While we are near the 30th year of IBM i, in next June, I want to continue in my education pattern trough the modernization steps. I analyzed in the previous posts the importance of an extended SQL database and the use of modern tools developed with an IDE environment (I suggest you to have a look at the previous posts by the link  It is now the moment to start the analysis of the “MODERN LANGUAGES” phase; to do it I prefer to have a little tour back into the RPG history, in the past years..



RPG is an high-level programming language (HLL) for business applications. It has a long history because it was developed by IBM in 1959 as a Report Program Generator a kind of tool to replicate “punched card” processing on the old IBM 1401. It was updated to RPG II for IBM System/3 in the 1960s and evolved into an HLL language as COBOL and PL/I.

In the far past of RPG, its major strength was the “program cycle”: every RPG program processes an implied loop that can apply the program to every record of a file. Each record (individual punched card) was compared to each line inside the program, which could be executed or not based on the value of an indicator inside the set of 01-99. Since the introduction of the System 38 in 1979 most RPG programmers stopped the use of the cycle to a better controlling program flow with standard constructs.

RPG typically used then File Specifications (lines to use files for read/update), followed by Data Definition Specification that contains Data Structures and arrays; then Calculation Specifications to write executable instructions.



RPGII, introduced with System/3, was later used on System/32, System/34 and System/36 with a better version of the language. It was also available for larger systems as System/370 mainframe.

RPG III born on the System/38 and its successor AS/400. RPG mainly changed from the original language providing modern constructs like IF-ENDIF blocks, DO loops and subroutines.

RPG/400 started as RPG III running on AS/400. Even if IBM renamed RPG compiler as “RPG/400”, the language was identic to the RPG III. Nothing of new into the language until IBM delivered new operation codes, such as SCAN, CAT and XLATE after a lot of years of AS/400 availability.

RPG IV (RPGLE or ILE RPG) born on 1994 by the V3R2 release of OS/400 Operating system. RPG IV delivered a lot of expressions within its Extended Factor 2 Calculation Specification and after by its free-format Calculation Specifications.
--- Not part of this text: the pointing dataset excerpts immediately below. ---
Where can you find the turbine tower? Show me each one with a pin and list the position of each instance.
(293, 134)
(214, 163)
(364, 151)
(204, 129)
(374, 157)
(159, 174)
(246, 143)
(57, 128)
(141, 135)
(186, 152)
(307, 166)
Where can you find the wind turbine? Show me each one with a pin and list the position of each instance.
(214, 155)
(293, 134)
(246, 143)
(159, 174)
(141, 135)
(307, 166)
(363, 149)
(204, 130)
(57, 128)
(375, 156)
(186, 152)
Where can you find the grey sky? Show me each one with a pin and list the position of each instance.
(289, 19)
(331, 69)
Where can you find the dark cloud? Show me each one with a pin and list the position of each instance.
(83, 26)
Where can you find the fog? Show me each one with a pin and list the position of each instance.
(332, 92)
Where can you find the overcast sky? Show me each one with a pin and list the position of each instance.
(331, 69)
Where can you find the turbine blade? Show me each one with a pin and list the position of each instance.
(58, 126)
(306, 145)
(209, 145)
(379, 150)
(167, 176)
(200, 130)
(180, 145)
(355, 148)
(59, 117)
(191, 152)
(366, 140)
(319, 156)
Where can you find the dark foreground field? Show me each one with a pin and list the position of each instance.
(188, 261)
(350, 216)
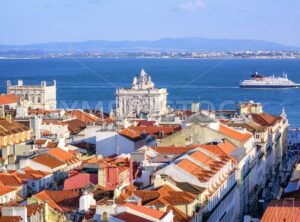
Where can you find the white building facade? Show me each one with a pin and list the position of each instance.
(142, 97)
(35, 96)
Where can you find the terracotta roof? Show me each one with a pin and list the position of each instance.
(4, 190)
(237, 135)
(62, 200)
(145, 123)
(80, 180)
(131, 134)
(33, 209)
(178, 215)
(155, 131)
(172, 149)
(10, 218)
(60, 154)
(129, 217)
(282, 210)
(48, 161)
(52, 144)
(221, 149)
(265, 119)
(7, 99)
(27, 173)
(41, 111)
(75, 125)
(109, 120)
(83, 116)
(10, 180)
(8, 128)
(40, 142)
(146, 210)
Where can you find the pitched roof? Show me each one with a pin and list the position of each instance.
(146, 210)
(172, 149)
(48, 161)
(75, 125)
(32, 209)
(282, 210)
(129, 217)
(10, 180)
(221, 149)
(62, 200)
(10, 218)
(85, 117)
(5, 189)
(235, 134)
(131, 134)
(8, 128)
(265, 119)
(80, 180)
(30, 174)
(156, 131)
(7, 99)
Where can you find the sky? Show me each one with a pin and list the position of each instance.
(38, 21)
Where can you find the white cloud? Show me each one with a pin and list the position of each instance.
(192, 6)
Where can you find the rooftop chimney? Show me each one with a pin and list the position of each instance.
(20, 82)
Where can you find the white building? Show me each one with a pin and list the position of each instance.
(36, 96)
(141, 98)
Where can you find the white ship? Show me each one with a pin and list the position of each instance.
(259, 81)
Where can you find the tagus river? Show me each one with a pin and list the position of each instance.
(91, 82)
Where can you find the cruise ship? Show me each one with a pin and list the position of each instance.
(260, 81)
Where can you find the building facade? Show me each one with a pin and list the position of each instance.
(142, 98)
(35, 96)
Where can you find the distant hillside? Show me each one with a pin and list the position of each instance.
(167, 44)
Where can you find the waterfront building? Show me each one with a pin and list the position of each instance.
(41, 96)
(142, 98)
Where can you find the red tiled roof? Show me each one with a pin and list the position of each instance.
(230, 132)
(10, 180)
(145, 123)
(48, 161)
(60, 154)
(30, 174)
(172, 149)
(32, 209)
(131, 134)
(5, 190)
(265, 119)
(83, 116)
(156, 130)
(128, 217)
(41, 111)
(40, 142)
(145, 210)
(282, 210)
(80, 180)
(75, 125)
(222, 149)
(62, 200)
(7, 99)
(10, 218)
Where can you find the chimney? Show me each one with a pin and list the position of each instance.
(130, 173)
(20, 82)
(46, 211)
(8, 118)
(85, 201)
(43, 83)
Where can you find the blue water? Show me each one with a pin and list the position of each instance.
(91, 83)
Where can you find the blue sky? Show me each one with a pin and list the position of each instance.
(35, 21)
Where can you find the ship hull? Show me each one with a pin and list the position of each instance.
(270, 86)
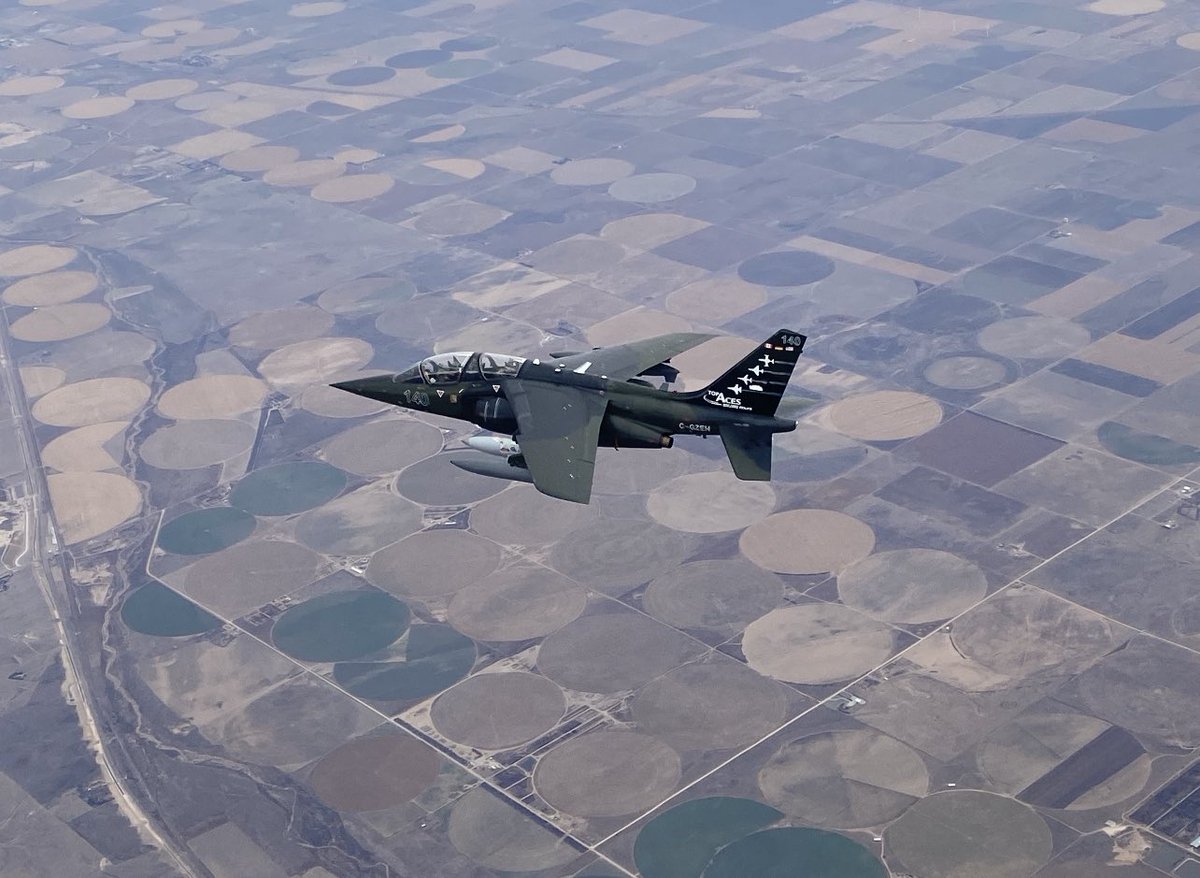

RPG IV is the ONLY VERSION OF RPG SUPPORTED on the long set of AS400 successors (iSeries, System i, etc.)

It was in 2001 with the OS/400 V5R1 that RPG IV offered freedom for calculations by the use of free-format text entry as alternative to the old column-dependent source format. Until November 2013 the free format was available only on calculation specifications. With the IBM i V7R1 TR7 and more the “/free” and “/end-free” calculations are no longer necessary, so the language definitely abandoned the “punched cards” ties.

Today RPG IV is a robust language; even if it could be edited by old editors as SEU, the best way to use it is by IDE tools based on Eclipse: RDI (Rational Developer for I, as IBM example) is one example of these. IBM is extending RPG capabilities continuously, so now it has more built-in functions, it could link Java objects and i5/OS APIs. It could integrates tools as CGIDEV2 for CGI programs, RPG Toolbox, cozTools and othe commercial tools or solution for modernization use.

In 2006 OS/400 was renamed i5/OS, under the new brand “IBM System i5”. After the 5 was dropped and the new brand becomes “System I”. In March 2008 i5/OS changed in IBM i as component of the Power Systems new server models. The latest release is the IBM i 7.3 and it supports the RPG IV language.



The RPGLE is surely a language closer to modern object oriented language instead of the old column based RPG. It runs in ILE (Integrated Language Environment) instead of OPM (Original Program Model) and it allow the use of service programs an modules that could let you have modularity with static binding avoiding external calls.

It supports the use of other languages such as ILE/C and BIFs (Built In Functions).

For more usability it let you use longer file/fields name and prefixes and free format code, as every modern language now in use.

These are only the main reasons that must suggest you to move to this modern version of old RPG, in order to let you realize application opened to the web and other environment.